Maria Augusta Bordalo Pinheiro (1841–1915) was a Portuguese painter and lacemaker. A pupil of her father, Manuel Maria Bordalo Pinheiro, and her younger brother, Columbano Bordalo Pinheiro, she is remembered above all for her industrial development of the technique of bobbin lacework and for teaching at the design school in Peniche where she was headmistress. She was widely recognized for her work, above all as a result of the gold medal she received at the 1889 Exposition Universelle in Paris

==Biography==
Born in Lisbon on 14 November 1841, Maria Augusta Bordalo Pinheiro was the daughter of the Portuguese painter Manuel Maria Bordalo Pinheiro and his wife Augusta Maria née Prostes. Among her siblings were two notable painters, Rafael Bordalo Pinheiro and Columbano Bordalo Pinheiro.

==Career==
Thanks to her close relationship with her brother, Columbano, who created several portraits of her, she accompanied him on a study trip to Paris in 1881 and became a member of the Portuguese art association Grupo do Leão (Lion's Group) in 1885. As a painter, she specialized in watercolours of flowers, especially chrysanthemums and roses, and frequently participated in exhibitions at the Sociedade Promotora de Belas-Artes. She was also a keen craftswomen, decorating earthenware and, in particular, working with lace.

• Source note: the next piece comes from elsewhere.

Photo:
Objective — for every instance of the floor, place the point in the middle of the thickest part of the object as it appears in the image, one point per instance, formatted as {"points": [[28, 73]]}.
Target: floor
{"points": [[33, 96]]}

Bordalo Pinheiro gained fame above all for her mastery in lacework. As a result of her development of bobbin lacework in Portugal, her creations became comparable to the best Chantilly lace from France. From 1887, she ran the industrial design school Escola Industrial Maria Pia in Peniche, developing the traditional art of Portuguese lace making to a high degree of both artistic and technical perfection. In 1889, she exhibited at the Exposition Universelle in Paris where she received a gold medal. Her work was so greatly admired that she was officially encouraged to visit lace-making schools in France and Belgium over the following months. Successful students from her school included Benvinda
da Conceição Fernande and Maria Inácia whose work was also exhibited nationally and internationally.

Following Bordalo Pinheiro's gold medal in Paris, bobbin lace became increasingly important in Portugal, transforming the old handicraft into modern industrial and artistic standards. As an industrial art, it became recognized as one of the best in Europe.

Maria Augusta Bordalo Pinheiro died in Lisbon on 22 October 1915.